The Hours - Manchester Academy
If support acts really do have any effect at all on an audience, The Hours tonight can be held partly responsible for some of the most disorderly scenes I’ve ever seen at a gig. Seriously. Opening for an increasingly popular Kasabian, they attract the kind of respect and enthusiasm you might expect. But, by golly, Serge and Tom owe them a pint or two if they contributed only a couple of degrees of ‘warm up’. It seriously goes off for the headliners; beer flies in non-stop frothing arcs, chunky men approaching middle age form huddles and fist the air, the Leicester outfit’s Glitter band chant-a-longs attracting Banana Splits style ‘nah nahs nahs.’ People, seriously, are f***ing smoking. (Fags. For once, I'm not being metaphorical.) Mmm. I know it’s only rock ‘n’ roll but I don’t think I like it.
I do, however, like The Hours but it’s been a slow, nurturing process. My fault rather than theirs, probably but I'm glad we got there. Kasabian provide enough circus for me to only start to get bored after about an hour of their silly posturing, but The Hours hook me in for their duration. It’s forty-five minutes of elegant, elevated rock ‘n’ roll. Eschewing the dull confines of electric guitar as lead instrument , The Hours focus on the pounding classicality of their rhythms, flecks of piano, a front man who leads with presence and guile. With second album ‘See the Light’ seeing them expand their horizons a touch, really tightening up both the songs and the intent, they’re coming good now. Live, the duo expand to six and they deliver a set that does what all good support turns should do – takes an audience from curious to converted.
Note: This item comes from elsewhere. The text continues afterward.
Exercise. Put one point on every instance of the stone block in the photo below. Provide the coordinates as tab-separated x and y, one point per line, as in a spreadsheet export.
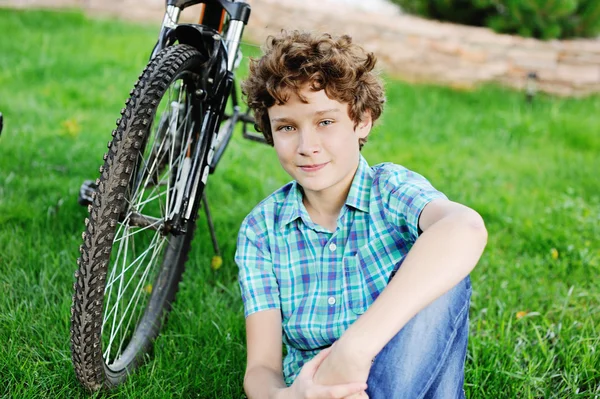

Keyboard player Martin Slattery and singer Antony Genn have assembled a smart group of accompanists to help them deliver their piquant, punchy pop. ‘Ali in the Jungle’ is fabulous – people can wring their hands about its “Like Keller in the dark” line but I do love the “Everybody gets knocked down/How quick are you gonna get up ?” hook. ‘See the Light’ is always better with the Sienna Miller starring video but tonight it’s both epic and ethereal, and even out-U2’s the band they’ll soon support at football stadiums around the country. (Tip - go early.) ‘Murder or Suicide’ is the climactic closer and it’s a dark delight, played out over seven minutes. It brings an ovation of genuine warmth. Genn nods as he exits and applauds the crowd - job done. Under-appreciated to say the least, The Hours, too astute to ever resort to tame terrace-isms, are to be reckoned with.